You’re always pushing forward with digital technology and use of cameras. Is there a camera or bit of digital technology for filmmaking that’s right on the cusp of coming that maybe you’ve seen or are excited to use? Or was there something you used on this that you couldn’t have done in any of your previous films?
MANN: I’m not that into technology, except when I’m about to shoot a film. Then I want to know everything about everything, and what’s innovative and what can we grab that’s in some R&D stage and make work that nobody has. We’ve done that in the past in various different stages. When I was shooting Insider, we were trying to find small cameras because of how I wanted to shoot it. When we were shooting Ali, we had to invent a camera that was too silly for words, which we did and it worked great. Because I wanted to be in there with something about the size of this usiness card and be in amongst Will and Michael Bentt who played Liston, for example, shooting right in the middle of these punches being thrown.

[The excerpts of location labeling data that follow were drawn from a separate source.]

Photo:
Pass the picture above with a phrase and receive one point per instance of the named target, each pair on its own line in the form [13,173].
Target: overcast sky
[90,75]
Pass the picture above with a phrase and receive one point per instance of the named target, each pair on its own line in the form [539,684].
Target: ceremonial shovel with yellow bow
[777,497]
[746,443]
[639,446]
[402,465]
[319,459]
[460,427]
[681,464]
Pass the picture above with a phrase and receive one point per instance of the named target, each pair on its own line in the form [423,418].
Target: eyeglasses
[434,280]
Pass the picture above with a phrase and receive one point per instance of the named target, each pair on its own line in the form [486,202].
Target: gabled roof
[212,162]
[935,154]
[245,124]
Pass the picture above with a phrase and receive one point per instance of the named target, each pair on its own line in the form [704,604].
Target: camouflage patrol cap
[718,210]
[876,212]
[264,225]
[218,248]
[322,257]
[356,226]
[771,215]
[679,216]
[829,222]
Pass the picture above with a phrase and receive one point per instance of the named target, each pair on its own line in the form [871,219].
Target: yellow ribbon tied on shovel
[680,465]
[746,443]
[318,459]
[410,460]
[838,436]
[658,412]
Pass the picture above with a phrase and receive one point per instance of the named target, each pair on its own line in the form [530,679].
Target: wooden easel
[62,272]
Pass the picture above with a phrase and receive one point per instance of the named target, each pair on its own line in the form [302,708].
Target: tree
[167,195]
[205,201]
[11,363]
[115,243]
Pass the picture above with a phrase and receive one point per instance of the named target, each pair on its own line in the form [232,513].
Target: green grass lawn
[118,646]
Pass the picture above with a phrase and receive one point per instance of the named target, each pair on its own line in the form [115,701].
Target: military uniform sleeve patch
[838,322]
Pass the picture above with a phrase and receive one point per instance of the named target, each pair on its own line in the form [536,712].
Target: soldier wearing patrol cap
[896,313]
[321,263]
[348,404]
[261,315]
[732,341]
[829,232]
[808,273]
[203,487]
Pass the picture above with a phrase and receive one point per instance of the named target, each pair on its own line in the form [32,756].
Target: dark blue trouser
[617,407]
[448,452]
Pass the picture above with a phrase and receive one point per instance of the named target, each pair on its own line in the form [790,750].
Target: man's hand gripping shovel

What we did was take two little $900 surveillance cameras, nicknamed lipstick cameras, which have lenses that are like ground down coke bottles or something, and stuck them like a card. One shot the left side of the frame, this one shot the right side of the frame, and we stitched the two together. We ran wires to my back where I had a transmitter that sent a signal to a Sony recorder that was above us. I could get in there with something this big and go like that. They were lipstick cameras, remember those?
– “Michael Mann Talks BLACKHAT“
I love the idea that Mann has the perfect Heideggerian relationship to technology: he doesn’t care, but when it doesn’t work for his needs, he fetishizes the breakage.